Insgesamt werden die Befunde zu den Berufswegen, zur Berufssituation und Berufszufriedenheit der Studienabsolvent/innen der Freien Universität Berlin als positiv gewertet. Der überwiegende Teil der Absolvent/innen geht 1,5 Jahre nach Studienabschluss einem weiteren Studium oder einer bildungsadäquaten Berufstätigkeit nach oder entscheidet sich für eine Promotion. Nur wenige Absolvent/innen sind nicht erwerbstätig. Die Mehrheit verbleibt am Hochschulstandort und ist mit der eigenen Berufssituation zufrieden. Insbesondere für Befragte mit abgeschlossener Promotion ergibt sich hinsichtlich der Einschätzung der Angemessenheit und Zufriedenheit mit der eigenen Berufssituation eine positive Bilanz. Mit einer Wiederholungsbefragung ca. 4 bis 5 Jahre nach Studienabschluss werden die Berufswege der Absolvent/innen weiterverfolgt.

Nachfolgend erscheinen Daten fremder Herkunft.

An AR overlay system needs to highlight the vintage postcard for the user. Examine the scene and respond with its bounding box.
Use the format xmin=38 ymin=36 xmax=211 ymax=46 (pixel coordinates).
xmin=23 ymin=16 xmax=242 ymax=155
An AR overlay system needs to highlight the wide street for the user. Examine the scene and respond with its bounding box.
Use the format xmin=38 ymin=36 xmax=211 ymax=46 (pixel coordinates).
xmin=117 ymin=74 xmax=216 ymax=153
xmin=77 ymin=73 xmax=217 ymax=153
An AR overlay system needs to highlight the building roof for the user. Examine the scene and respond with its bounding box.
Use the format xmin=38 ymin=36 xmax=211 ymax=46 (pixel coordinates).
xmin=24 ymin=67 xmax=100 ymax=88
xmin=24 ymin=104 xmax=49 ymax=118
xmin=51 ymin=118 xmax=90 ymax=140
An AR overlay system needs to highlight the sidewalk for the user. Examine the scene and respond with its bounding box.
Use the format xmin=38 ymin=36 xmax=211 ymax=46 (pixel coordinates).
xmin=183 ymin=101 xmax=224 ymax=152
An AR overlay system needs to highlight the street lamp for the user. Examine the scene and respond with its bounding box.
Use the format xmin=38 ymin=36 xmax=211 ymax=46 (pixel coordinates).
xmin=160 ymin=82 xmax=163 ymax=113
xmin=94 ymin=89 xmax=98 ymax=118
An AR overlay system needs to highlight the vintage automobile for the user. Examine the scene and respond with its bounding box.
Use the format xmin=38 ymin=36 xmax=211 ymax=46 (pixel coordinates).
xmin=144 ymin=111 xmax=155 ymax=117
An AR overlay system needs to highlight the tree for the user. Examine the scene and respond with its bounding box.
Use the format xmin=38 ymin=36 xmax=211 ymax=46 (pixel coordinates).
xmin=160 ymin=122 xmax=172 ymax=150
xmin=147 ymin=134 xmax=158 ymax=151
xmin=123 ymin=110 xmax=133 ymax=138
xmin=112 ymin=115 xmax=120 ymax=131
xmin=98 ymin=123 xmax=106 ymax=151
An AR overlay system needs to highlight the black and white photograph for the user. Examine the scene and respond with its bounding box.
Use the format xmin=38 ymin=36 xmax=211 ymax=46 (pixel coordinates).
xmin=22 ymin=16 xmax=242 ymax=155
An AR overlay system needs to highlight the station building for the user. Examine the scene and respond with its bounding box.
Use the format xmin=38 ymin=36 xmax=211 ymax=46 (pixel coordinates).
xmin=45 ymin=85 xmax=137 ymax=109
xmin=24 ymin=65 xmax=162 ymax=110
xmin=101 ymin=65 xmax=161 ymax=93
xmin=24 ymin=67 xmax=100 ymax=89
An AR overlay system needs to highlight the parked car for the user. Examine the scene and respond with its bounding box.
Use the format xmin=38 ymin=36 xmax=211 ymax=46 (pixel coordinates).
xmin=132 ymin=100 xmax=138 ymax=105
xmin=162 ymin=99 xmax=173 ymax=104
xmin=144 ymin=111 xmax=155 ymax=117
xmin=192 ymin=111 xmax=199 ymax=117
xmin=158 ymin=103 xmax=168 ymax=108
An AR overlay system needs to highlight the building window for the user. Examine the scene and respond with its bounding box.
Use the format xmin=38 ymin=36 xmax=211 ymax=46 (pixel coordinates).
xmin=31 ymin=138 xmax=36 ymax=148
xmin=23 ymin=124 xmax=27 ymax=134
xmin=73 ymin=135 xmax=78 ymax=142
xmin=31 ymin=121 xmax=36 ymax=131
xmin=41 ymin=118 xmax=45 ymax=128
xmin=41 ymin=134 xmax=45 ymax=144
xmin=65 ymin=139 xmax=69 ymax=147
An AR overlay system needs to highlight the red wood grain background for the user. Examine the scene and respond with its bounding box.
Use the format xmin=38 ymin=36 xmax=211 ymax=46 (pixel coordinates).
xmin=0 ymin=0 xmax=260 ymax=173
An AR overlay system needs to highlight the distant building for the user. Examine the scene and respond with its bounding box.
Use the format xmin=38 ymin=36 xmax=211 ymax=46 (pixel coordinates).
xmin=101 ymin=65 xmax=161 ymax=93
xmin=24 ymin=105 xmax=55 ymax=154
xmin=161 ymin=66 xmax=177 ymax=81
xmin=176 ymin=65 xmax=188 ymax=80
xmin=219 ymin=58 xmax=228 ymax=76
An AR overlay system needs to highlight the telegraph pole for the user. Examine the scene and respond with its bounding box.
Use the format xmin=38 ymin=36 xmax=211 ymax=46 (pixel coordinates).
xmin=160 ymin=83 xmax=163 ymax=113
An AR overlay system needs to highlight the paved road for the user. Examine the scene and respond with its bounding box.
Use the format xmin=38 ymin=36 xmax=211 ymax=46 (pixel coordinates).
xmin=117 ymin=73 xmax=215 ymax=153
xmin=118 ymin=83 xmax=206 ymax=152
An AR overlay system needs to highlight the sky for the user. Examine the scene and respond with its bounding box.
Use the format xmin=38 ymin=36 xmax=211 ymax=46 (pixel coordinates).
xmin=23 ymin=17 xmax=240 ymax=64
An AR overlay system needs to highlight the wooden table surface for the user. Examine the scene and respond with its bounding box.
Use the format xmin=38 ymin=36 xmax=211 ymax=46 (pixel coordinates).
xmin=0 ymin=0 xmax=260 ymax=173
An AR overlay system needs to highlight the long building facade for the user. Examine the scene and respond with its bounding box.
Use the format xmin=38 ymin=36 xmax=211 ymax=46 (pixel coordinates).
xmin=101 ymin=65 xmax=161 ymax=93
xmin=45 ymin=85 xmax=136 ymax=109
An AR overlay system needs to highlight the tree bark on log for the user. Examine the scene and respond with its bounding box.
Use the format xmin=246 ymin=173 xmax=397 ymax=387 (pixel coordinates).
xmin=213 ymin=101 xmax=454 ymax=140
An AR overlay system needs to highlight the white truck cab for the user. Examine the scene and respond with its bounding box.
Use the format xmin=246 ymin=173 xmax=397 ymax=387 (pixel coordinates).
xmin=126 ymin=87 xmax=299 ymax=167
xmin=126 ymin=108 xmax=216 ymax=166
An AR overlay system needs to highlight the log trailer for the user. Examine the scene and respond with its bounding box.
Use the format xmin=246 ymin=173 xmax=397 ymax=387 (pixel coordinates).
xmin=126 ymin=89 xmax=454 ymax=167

Zudem werden weitere Befragungen zukünftiger Absolvent/innen der Freien Universität Berlin zeigen, inwieweit die Befunde im Zeitverlauf stabil bleiben.

Hier erhalten Sie Informationen zur Absolventenbefragung der Freien Universität Berlin.


[1] Die prozentualen Anteile zur Angemessenheit der Berufssituation beziehen sich auf die ersten beiden Skalenwerte der fünfstufigen Antwortskala.

[2] Die prozentualen Anteile zur allgemeinen Berufszufriedenheit beziehen sich auf die ersten beiden Skalenwerte der fünfstufigen Antwortskala.